In this age of squeaky clean Debbie Gibsons and Tiffanys, the Red Hot Chili Peppers aren’t’ exactly getting a lot of airplay, but they’re building up a strong grass roots following with their live shows and headline grabbing stunts. Antwan the swan likes leaping off tall buildings, even though he’s badly damaged his spine and he also gatecrashed an EMI sales conference with Flea, stark naked.

“I guess we could do with more mainstream exposure but we’re an interplanetary band,” explains Antwan. You see we’re big on the interplanetary market. We are going to have a platinum album on Pluto.

Coming soon is the Peppers album, ‘The Uplift Mofo Party Plan’, featuring such delights as ‘Skinny Sweaty’, ‘No Chump Love Sucker’ and ‘Me and My friends’.  All the tracks are as rip-tearing as the band promise.
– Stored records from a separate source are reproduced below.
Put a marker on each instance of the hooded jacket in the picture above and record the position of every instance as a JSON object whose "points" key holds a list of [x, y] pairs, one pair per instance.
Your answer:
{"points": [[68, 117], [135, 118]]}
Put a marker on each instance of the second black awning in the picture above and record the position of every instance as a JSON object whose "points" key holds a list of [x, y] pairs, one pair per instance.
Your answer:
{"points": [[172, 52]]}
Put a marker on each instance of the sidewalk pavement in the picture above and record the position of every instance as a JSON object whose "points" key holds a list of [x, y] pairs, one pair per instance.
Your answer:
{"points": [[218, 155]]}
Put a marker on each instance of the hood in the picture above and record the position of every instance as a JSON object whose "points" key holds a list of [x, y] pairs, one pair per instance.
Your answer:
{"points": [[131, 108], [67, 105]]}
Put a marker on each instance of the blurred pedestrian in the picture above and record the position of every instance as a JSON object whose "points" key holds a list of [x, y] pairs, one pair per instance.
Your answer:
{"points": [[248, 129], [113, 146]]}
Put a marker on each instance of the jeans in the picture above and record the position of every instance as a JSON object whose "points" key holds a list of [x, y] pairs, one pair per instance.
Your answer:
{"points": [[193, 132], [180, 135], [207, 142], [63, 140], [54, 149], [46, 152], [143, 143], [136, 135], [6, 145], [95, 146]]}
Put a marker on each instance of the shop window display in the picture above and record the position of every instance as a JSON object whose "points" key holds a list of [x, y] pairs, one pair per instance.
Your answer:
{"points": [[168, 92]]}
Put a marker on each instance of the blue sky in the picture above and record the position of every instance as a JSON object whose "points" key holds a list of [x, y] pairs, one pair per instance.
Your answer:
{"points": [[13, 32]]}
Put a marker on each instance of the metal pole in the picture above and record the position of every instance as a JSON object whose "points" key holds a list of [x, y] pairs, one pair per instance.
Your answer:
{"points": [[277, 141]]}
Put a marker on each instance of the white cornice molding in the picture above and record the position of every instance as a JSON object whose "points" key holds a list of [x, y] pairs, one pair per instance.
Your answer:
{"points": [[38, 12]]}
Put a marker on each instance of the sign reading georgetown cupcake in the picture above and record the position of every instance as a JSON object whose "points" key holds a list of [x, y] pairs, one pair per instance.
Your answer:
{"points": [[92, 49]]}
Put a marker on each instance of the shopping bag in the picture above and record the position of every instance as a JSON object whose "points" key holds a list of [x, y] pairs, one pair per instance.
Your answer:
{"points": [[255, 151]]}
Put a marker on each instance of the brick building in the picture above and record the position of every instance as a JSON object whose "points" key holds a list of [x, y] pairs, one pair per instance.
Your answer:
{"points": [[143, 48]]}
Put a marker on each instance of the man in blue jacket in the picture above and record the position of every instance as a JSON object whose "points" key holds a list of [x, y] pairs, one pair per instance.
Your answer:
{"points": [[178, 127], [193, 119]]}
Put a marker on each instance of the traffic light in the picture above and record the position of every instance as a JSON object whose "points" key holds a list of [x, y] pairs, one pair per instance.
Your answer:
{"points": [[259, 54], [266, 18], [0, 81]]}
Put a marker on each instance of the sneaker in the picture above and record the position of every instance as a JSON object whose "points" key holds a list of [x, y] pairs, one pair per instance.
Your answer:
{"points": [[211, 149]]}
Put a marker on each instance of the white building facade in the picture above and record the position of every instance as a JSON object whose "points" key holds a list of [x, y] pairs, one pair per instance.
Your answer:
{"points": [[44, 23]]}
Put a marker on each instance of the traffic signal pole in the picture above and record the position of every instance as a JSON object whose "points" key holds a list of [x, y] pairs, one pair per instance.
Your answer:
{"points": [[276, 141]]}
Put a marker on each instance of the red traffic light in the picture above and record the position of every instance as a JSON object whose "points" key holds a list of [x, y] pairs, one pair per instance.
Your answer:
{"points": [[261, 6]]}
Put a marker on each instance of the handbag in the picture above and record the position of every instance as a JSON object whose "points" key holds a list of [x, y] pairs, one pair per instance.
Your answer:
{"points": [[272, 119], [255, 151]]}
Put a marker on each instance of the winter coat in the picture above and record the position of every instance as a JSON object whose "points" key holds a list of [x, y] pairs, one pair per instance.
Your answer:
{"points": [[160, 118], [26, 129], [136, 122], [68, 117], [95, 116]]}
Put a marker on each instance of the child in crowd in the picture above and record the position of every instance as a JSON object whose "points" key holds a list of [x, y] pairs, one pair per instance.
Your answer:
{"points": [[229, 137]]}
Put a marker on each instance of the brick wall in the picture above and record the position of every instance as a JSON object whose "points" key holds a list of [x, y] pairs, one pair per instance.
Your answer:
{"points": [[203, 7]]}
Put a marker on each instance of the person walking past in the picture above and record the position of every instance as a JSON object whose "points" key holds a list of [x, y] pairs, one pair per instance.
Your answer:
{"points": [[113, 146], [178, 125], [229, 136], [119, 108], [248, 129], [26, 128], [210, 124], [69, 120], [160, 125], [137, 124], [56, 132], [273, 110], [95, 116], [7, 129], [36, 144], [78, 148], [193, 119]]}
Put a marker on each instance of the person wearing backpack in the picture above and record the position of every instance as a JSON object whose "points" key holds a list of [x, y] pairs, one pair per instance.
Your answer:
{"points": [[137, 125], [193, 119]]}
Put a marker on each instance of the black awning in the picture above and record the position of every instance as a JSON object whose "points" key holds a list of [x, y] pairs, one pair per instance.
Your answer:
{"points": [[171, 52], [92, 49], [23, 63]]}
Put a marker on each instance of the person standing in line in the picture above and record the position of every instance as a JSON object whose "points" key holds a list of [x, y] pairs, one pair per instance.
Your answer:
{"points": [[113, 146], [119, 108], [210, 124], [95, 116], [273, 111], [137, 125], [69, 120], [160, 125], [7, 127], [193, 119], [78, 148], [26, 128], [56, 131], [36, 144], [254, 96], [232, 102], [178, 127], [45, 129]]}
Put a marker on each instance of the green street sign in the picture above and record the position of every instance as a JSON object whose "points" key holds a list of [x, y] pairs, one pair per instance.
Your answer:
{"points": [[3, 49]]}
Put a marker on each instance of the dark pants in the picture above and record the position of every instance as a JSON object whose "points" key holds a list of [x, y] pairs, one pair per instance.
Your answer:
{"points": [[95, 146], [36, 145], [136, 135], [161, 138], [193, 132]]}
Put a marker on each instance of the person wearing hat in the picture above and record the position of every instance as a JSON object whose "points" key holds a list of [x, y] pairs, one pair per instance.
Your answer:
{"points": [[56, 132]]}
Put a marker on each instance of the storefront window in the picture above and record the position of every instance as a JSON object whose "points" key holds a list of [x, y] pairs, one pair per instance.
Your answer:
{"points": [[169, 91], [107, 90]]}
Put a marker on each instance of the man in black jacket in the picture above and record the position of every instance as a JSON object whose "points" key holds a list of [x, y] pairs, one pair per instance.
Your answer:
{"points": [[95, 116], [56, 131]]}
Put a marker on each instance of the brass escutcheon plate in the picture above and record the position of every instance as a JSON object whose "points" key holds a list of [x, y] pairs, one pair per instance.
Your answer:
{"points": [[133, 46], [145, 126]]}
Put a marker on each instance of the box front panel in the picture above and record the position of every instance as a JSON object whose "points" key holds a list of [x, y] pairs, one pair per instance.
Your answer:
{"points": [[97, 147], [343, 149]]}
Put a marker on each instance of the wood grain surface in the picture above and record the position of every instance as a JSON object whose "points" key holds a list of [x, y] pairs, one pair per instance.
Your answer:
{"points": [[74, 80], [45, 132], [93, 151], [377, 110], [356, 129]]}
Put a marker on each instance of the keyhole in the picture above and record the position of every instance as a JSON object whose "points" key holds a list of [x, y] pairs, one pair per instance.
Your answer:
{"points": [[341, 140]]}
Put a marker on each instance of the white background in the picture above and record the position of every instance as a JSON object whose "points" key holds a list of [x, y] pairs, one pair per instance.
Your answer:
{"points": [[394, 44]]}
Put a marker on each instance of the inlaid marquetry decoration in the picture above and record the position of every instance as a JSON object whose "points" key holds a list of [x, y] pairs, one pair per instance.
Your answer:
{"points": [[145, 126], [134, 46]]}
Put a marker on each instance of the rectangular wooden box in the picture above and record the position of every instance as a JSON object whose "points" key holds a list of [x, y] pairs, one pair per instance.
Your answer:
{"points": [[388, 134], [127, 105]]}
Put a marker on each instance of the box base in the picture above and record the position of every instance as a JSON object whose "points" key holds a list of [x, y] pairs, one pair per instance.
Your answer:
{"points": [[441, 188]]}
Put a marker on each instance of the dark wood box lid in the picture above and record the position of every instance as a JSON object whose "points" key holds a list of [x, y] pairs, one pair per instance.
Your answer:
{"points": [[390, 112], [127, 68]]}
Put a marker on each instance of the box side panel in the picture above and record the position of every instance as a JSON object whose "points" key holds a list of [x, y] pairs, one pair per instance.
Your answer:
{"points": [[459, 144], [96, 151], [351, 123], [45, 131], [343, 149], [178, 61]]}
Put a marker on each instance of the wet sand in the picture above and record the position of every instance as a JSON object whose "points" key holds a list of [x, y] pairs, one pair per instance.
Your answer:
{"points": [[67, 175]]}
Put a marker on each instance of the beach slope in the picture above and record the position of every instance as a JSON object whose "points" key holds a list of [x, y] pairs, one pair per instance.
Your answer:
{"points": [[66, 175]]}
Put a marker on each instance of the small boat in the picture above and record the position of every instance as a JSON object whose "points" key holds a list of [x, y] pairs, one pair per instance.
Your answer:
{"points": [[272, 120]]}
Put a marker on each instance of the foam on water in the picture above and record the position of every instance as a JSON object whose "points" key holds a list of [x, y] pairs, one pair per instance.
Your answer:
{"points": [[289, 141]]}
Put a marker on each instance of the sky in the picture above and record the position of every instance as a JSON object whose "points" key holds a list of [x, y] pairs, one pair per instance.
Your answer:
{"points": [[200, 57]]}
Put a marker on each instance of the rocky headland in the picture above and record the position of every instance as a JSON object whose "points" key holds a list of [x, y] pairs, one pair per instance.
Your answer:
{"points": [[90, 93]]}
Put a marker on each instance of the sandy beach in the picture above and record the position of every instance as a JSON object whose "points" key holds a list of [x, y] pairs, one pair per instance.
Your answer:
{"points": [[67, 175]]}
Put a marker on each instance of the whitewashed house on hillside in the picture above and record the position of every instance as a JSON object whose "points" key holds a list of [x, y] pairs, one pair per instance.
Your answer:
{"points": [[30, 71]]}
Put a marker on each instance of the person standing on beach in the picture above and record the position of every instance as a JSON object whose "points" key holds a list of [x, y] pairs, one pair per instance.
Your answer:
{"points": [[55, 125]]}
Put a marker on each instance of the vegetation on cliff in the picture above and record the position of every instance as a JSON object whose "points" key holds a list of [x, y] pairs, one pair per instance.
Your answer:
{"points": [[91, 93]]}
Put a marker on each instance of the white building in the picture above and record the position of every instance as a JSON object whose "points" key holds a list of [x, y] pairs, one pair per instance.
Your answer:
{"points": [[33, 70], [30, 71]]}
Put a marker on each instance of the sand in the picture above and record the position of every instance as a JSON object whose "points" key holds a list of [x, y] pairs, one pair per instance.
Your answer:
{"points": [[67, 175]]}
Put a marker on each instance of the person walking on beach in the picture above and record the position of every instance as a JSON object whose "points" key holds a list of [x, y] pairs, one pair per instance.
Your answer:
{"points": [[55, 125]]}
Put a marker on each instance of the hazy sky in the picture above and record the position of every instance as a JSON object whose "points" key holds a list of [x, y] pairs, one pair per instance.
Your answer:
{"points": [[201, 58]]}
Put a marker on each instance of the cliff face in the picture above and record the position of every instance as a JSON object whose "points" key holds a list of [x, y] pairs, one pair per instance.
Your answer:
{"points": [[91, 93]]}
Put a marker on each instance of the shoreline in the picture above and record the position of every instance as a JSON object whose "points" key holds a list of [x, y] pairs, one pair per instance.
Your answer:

“If we’re tremendously successful we’d like to buy our own Brazilian rain forest or school of whales and conserve them,” says Jack, the drummer who’s the quietest pepper. “The rain forests are being cut down and turned into scrub and whales are still being hunted.

“We’d also like to hire a few Ninja assassins to kill all the fascists in the word, particularly President Botha,” says Antwan. “We want to break down all the barriers across the world. We are unique, there is not another group like the Red Hot Chili Peppers and the universe will groove with us.”